Volontè: deluso da questo governo. Non convinto dalle argomentazioni della Roccella si è mostrato l’esponente dell’Udc Luca Volonte che ha espresso profonda delusione per l’inerzia del governo. Non ci sono altre parole da aggiungere a questa triste vicenda – ha detto – che si aggiunge alla mancanza di una qualunque azione che sospenda le linee-guida sulla legge 40. Nessuna polemica nei confronti degli amici oggi presenti al governo: tuttavia, coerenza vuole che le medesime critiche mosse nei confronti di Livia Turco, siano rivolte oggi al ministro Saccconi e al sottosegretario Roccella, che non hanno impedito l’introduzione in Italia di una nuova tecnica abortiva attraverso la pillola RU-486. Un atteggiamento francamente inaccettabile.

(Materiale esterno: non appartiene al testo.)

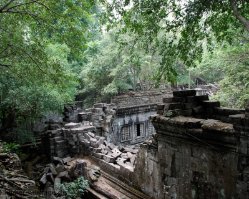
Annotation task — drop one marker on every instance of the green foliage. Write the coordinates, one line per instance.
(74, 189)
(41, 45)
(228, 66)
(116, 64)
(11, 147)
(180, 28)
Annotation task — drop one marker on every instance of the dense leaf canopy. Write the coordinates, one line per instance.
(186, 26)
(41, 42)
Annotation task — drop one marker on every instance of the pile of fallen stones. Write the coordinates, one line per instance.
(63, 170)
(114, 155)
(13, 181)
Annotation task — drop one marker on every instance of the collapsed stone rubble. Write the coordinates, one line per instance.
(14, 183)
(196, 145)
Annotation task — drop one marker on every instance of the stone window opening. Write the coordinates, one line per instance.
(139, 129)
(125, 133)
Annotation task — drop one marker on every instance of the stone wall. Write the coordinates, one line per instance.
(195, 156)
(140, 98)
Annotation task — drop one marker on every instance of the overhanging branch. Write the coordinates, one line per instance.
(238, 15)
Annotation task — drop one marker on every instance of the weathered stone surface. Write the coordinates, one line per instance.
(210, 104)
(108, 158)
(52, 169)
(72, 125)
(66, 160)
(115, 153)
(214, 125)
(98, 155)
(63, 175)
(184, 93)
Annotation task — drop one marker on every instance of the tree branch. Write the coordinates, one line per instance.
(6, 5)
(21, 4)
(238, 15)
(5, 65)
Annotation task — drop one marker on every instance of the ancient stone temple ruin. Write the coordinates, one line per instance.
(198, 149)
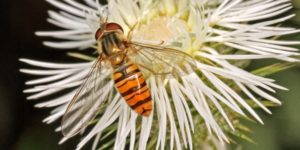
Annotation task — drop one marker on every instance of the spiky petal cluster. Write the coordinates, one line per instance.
(218, 34)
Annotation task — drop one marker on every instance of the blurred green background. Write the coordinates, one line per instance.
(21, 126)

Barragan: l’aborto è sempre aborto. Sulla questione della pillola Ru486 è intervenuto anche il “ministro della Sanità” della Santa Sede, il cardinale Javier Lozano Barragan, che interpellato sull’annuncio dell’Aifa, ha ribadito che l’aborto è sempre aborto, «sia se fatto in clinica o in casa» e la Santa Sede anche nel recentissimo documento "Dignitas personae" si è e3spressa chiaramente contro la pillola Ru486. Il porporato, non intendendo entrare nel merito della legislazione italiana, osserva in termini generali che la Ru486 non è neppure un «farmaco innocente per la salute delle donne». Il cardinale esprime tuttavia «comprensione» per la situazione delle ragazze incinte loro malgrado e che quindi vivono un «dramma», ma,commenta,«ci sono drammi e drammi, e non c’è dramma peggiore della morte». «Certo – argomenta il presidente del Pontificio consiglio per la pastorale della salute – ben si comprende la situazione imbarazzante di una ragazza che suo malgrado rimanga incinta», e si capisce «cosa significa avere un figlio fuori dal matrimonio e tutte le difficoltà in cui si possono trovare le persone in questi casi: è un dramma, ma c’è anche una gerarchia dei drammi e il dramma peggiore e più grande è la morte, tanto più se inflitta ad una persona innocente come un figlio che deve nascere». Anche in situazioni così drammatiche, secondo Barragan, la Chiesa deve sempre e comunque affermare «in modo forte e insieme delicato, che la vita viene prima di tutto il resto» e che «abortire significa togliere la vita una persona innocente, visto che anche se primi momenti della sua esistenza, l’embrione è un essere umano con tutti i diritti».